The Latest Douchey Toy to Enamor the Wealthy

Aug 08, 2013 at 1:17 PM ET

There are two up-and-coming, ridiculously overpriced water toys on the market, and both of them will propel you three stories in the air and deep into debt. Weeee!

The Jetlev and the FlyBoard are the latest and greatest in aqua technology. Even Leo DiCaprio has caught on. Those of you without DiCaprio levels of disposable income can rent these babies at popular vacation sites, like Cancun, Mexico, and Ocean City, Maryland. But, as YouTube videos and Instagram photos reveal, that’s the bougie way to aqua fly.

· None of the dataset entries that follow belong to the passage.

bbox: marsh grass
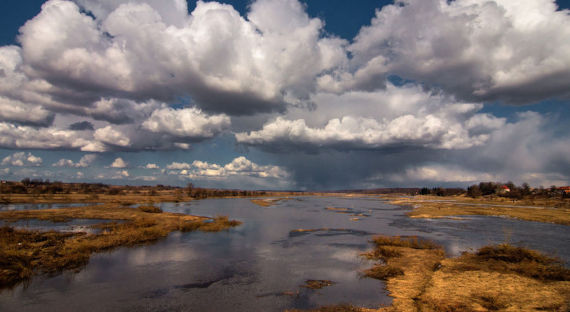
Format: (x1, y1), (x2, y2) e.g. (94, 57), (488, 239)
(301, 280), (336, 290)
(455, 244), (570, 281)
(384, 195), (570, 225)
(0, 204), (241, 288)
(138, 205), (162, 213)
(356, 236), (570, 312)
(198, 216), (241, 232)
(287, 304), (362, 312)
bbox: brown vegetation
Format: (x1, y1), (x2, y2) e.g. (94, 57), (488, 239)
(288, 304), (363, 312)
(301, 280), (336, 289)
(360, 236), (570, 312)
(139, 205), (162, 213)
(251, 198), (289, 207)
(0, 204), (240, 288)
(384, 196), (570, 225)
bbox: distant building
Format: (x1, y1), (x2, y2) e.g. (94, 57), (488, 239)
(558, 186), (570, 194)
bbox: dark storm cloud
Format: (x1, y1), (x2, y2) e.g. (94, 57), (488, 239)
(69, 121), (95, 131)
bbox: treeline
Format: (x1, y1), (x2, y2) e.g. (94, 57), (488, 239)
(338, 187), (420, 195)
(467, 181), (570, 199)
(186, 183), (267, 199)
(0, 178), (267, 199)
(418, 187), (466, 196)
(0, 178), (181, 195)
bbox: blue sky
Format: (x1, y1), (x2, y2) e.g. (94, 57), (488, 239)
(0, 0), (570, 189)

Instead, you should be purchasing your own toy and using it when you go sailing on your yacht…or at the very least in the deep end of a VIP club pool.

Both products have been on the market since 2011 but are only just catching on. The Jetlev, which costs $68,500, is a sea-friendly jet pack attached to a tail-like tube that funnels a high-pressure stream of water up the pack, then shoots it back down at the waves below. The FlyBoard, like the more common wakeboard, requires a flier to stand in boots and balance as he or she is lifted into the air by the water pressure. It costs $6,000.

Both products fulfill flying dreams without a pilot’s license. “The idea of every child’s dream to fly can now come true,” says Nat Rosenblatt, president of Jetlev. “It’s no longer, ‘Let’s go fly on a Jet Ski.’ It’s, ‘Let’s go fly.'”

Childhood-dream fulfillment and the exclusivity factor are what make these toys so desirable. “Gravity is a real bitch—and it’s been incredibly hard and expensive to make a real jet pack,” says Mac Montandon, author of JetPack Dreams, in an email. “These water-powered packs, in some ways, are the closest we’ve come, so it’s no surprise they’ve taken off, if you’ll excuse the atrocious pun. And rich people will always want to own the newest exclusive thing—whether it’s sugar, Viking stoves, the sport of polo or jet packs.”

The jet pack’s history is extensive. “Ever since Buck Rogers—or really the first birds—humans have had an intense desire to take to the sky,” Montandon explains. “Those feelings get amped up every once in a while—by James Bond, Boba Fett (despite his sad, sudden demise on his pack) and in real life Bill Suitor, who flew the Bell Labs rocket belt in the 1960s.”

Plus, they’re fun, safe (Rosenblatt reports no serious injuries since the company’s beginnings) and make for rad Instagram photos.




But, somehow, not everyone’s thrilled about the rise of the jet pack. Fishermen and environmentalists and other proverbial drips in Hawaii are concerned about the effects of water jet packing on marine life in the region, citing that the toys “scare away fish” from their natural homes. They’re trying to restrict jet pack usage to certain beaches or parts of the ocean. Where presumably there are no fish?

To make matters worse for fish everywhere, the Jetlev team plans to launch a new, more accessible jet pack (er, $10,000), which will surely fit well under the Christmas tree. “Now even more people will be able to fly,” Rosenblatt says.